On average, in the days before a buyback announcement, executives trade in relatively small amounts—less than $100,000 worth. But during the eight days following a buyback announcement, executives on average sell more than $500,000 worth of stock each day—a fivefold increase.

“Thus, executives personally capture the benefit of the short-term stock-price pop created by the buyback announcement,” he said. “This trading is not necessarily illegal. But it is troubling, because it is yet another piece of evidence that executives are spending more time on short-term stock trading than long-term value creation. It’s one thing for a corporate board and top executives to decide that a buyback is the right thing to do with the company’s capital. It’s another for them to use that decision as an opportunity to pocket some cash at the expense of the shareholders.”

Moving forward, Jackson described ways the SEC could get involved. The SEC’s rules governing buybacks in 2003 give companies a safe harbor from liability when pursuing buybacks.

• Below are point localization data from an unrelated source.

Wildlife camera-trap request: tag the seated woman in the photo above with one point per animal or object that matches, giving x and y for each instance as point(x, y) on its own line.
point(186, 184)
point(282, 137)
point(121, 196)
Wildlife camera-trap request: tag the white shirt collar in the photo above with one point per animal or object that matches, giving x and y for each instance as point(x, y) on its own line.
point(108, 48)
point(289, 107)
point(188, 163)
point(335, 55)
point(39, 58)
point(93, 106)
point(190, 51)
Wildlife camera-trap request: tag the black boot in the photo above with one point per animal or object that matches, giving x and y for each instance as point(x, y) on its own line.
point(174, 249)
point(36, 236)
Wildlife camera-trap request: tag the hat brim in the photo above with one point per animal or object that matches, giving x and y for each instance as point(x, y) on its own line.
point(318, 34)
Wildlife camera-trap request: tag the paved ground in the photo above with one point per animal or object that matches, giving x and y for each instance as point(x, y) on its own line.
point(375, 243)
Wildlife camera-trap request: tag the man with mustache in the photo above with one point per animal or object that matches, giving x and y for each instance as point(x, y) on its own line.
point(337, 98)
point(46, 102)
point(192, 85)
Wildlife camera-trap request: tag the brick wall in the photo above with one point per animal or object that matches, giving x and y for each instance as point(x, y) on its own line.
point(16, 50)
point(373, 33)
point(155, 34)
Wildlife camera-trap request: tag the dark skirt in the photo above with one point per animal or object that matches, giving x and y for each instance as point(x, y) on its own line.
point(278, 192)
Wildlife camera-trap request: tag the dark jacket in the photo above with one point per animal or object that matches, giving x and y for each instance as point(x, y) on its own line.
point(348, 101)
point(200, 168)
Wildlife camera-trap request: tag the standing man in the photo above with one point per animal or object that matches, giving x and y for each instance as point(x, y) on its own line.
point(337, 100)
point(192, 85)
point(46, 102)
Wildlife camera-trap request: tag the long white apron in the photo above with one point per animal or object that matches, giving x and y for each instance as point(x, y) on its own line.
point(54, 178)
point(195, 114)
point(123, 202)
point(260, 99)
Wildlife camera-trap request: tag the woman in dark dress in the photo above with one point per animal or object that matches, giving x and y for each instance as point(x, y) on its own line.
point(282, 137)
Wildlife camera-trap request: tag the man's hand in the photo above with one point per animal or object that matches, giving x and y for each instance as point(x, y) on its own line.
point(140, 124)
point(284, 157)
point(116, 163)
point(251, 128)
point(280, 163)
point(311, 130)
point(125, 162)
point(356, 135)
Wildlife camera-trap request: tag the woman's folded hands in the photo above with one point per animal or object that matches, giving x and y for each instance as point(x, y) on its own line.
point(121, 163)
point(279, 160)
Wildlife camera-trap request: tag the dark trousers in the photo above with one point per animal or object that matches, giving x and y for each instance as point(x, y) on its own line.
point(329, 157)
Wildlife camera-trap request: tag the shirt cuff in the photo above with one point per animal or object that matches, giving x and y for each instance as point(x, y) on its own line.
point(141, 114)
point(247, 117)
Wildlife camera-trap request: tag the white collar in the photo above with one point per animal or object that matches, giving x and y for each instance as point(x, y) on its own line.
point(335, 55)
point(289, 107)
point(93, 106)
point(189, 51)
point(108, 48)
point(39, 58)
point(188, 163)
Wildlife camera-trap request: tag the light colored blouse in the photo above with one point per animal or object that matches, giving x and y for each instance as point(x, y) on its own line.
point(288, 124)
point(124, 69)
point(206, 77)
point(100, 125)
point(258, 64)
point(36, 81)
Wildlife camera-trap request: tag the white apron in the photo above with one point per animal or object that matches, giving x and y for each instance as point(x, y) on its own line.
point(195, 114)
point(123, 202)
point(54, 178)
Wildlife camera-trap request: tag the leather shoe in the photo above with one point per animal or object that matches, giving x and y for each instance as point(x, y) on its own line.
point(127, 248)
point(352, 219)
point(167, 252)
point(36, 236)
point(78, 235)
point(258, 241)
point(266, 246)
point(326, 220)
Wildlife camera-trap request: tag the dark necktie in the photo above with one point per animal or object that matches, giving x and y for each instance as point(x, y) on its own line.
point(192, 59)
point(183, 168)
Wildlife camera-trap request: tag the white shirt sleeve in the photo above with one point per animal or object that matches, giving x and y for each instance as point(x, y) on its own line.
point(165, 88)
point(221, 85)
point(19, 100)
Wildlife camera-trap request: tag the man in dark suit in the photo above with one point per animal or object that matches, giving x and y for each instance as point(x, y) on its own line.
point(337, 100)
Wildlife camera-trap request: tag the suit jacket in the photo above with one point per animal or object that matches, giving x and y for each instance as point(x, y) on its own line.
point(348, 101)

There are no limits, however, on boards and executives using the buyback—and the safe harbor—as an opportunity to cash out.

“I cannot see why a safe harbor to the securities laws should subsidize this behavior,” Jackson said. “Our rules should be updated, at a minimum, to deny the safe harbor to companies that choose to allow executives to cash out during a buyback.” He called for an open comment period to reexamine the Commission’s rules in this area.

“At the very least, our rules should stop giving executives incentives to use buybacks to cash out,” he said.

Jackson added that “corporate boards and their counsel should pay closer attention to the implications of a buyback for the link between pay and performance. In particular, the company’s compensation committee should be required to carefully review the degree to which the buyback will be used as a chance for executives to turn long-term performance incentives into cash.”

“If executives will use the buyback to cash out, the committee should be required to approve that decision and disclose to investors the reasons why it is in the company’s long-term interests,” he added. “It is hard to see why a company’s buyback announcement shouldn’t be accompanied by this kind of disclosure.”